Machine Learning for Embedded Systems
TinyMind is a header-only C++ template library for neural networks and machine learning, designed for embedded systems with no FPU, GPU, or OS requirements.
Get Started View on GitHub Example Gallery

A PyTorch-trained XOR network running pure-integer int8 inference in TinyMind — see the Example Gallery for behavior graphs of every example (each writes a CSV + ships a matplotlib plot.py).
Why TinyMind?
Most ML frameworks assume abundant resources: gigabytes of RAM, a GPU, an operating system, floating-point hardware. TinyMind assumes none of these. It targets the opposite end of the spectrum – microcontrollers and embedded processors where every byte matters.
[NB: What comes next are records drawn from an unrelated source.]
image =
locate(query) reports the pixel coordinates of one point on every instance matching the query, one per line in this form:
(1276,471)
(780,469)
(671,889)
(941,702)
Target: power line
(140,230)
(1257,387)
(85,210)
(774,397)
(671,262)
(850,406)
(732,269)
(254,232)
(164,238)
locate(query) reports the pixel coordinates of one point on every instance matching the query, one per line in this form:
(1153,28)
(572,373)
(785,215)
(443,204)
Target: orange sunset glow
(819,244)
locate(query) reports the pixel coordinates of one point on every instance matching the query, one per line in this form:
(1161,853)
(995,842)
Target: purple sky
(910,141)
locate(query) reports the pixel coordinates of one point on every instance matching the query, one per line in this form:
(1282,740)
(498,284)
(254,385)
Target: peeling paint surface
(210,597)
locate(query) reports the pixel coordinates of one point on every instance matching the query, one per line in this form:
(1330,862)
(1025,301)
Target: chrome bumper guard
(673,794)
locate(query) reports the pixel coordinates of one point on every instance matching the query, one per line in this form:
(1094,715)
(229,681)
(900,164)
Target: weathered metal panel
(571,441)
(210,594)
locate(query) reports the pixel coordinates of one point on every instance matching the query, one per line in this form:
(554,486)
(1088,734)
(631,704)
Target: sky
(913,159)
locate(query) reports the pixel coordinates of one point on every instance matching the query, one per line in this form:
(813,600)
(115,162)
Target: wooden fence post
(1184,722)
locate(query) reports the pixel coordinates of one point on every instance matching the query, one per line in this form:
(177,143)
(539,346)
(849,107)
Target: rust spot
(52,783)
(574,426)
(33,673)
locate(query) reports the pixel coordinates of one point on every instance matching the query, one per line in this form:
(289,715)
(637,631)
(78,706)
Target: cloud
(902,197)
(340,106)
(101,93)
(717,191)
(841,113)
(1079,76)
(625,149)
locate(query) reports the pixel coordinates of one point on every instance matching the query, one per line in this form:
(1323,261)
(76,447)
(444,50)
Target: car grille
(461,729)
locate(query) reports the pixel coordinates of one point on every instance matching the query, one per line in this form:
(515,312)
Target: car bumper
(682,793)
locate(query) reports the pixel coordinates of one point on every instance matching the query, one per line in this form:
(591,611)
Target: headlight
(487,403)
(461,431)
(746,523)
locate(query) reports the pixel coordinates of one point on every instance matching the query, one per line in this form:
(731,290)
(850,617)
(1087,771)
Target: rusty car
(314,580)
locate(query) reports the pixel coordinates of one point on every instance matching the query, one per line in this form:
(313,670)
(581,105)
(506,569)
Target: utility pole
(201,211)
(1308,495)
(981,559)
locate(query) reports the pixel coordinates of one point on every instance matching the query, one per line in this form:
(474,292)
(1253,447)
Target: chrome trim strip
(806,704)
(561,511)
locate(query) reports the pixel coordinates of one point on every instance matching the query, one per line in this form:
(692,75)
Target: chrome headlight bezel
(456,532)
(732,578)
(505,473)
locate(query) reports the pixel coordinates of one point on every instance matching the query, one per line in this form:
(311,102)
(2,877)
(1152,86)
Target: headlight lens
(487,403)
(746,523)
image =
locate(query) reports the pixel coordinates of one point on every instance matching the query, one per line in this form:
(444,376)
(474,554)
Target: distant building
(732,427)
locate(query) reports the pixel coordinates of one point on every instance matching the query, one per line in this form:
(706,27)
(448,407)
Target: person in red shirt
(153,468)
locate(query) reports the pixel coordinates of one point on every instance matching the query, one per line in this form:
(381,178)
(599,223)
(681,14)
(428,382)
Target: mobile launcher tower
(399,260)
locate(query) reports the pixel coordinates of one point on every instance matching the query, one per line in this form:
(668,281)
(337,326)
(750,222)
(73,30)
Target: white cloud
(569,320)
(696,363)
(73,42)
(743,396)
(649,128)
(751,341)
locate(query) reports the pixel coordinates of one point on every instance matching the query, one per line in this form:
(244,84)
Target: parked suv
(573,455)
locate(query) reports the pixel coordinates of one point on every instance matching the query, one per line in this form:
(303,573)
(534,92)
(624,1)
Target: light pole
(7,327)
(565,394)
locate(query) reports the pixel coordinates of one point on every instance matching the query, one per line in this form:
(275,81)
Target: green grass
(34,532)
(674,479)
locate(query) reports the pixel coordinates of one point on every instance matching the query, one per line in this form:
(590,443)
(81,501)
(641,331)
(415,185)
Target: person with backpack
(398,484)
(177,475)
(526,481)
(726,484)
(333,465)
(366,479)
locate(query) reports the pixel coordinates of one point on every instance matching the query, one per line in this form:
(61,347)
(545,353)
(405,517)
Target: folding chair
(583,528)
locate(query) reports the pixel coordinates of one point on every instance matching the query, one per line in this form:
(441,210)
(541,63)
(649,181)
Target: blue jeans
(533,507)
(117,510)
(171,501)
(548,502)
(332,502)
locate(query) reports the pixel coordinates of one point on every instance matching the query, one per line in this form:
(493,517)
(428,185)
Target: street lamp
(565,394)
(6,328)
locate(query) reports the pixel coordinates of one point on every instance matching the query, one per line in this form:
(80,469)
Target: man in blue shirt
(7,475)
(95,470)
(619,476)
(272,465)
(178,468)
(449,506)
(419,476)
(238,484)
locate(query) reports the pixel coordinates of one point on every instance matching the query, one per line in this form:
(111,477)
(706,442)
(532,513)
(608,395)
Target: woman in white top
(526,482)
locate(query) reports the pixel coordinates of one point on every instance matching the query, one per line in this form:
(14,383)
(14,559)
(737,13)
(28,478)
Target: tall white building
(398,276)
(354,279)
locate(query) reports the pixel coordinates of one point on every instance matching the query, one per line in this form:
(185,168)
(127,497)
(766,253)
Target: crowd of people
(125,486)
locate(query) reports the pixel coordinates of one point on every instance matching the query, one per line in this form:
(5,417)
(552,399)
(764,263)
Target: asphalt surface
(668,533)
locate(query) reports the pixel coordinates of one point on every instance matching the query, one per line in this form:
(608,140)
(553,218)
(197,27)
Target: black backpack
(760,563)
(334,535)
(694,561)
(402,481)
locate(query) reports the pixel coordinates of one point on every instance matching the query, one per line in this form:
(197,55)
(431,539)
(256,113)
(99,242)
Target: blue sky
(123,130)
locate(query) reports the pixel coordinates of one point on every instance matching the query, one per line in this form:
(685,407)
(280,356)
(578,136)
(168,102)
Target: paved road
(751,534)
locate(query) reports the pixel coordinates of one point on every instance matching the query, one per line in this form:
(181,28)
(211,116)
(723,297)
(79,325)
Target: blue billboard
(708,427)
| TinyMind (Q8.8 MLP) | TF Lite Micro | PyTorch | |
|---|---|---|---|
| Minimum footprint | 144 bytes (inference) | ~50-100 KB | ~100 MB |
| Trainable XOR network | 328 bytes | N/A (inference only) | ~100 MB |
| Requires FPU | No | Recommended | Yes |
| Requires OS | No | No | Yes |
| Runtime library | None (header-only) | ~50 KB interpreter | ~100 MB |
| GPU required | No | No | Recommended |
Because TinyMind is a header-only template library, there is no runtime library to link. The compiler generates code only for the specific network topology, value type, and activation functions you use. Unused features are never compiled.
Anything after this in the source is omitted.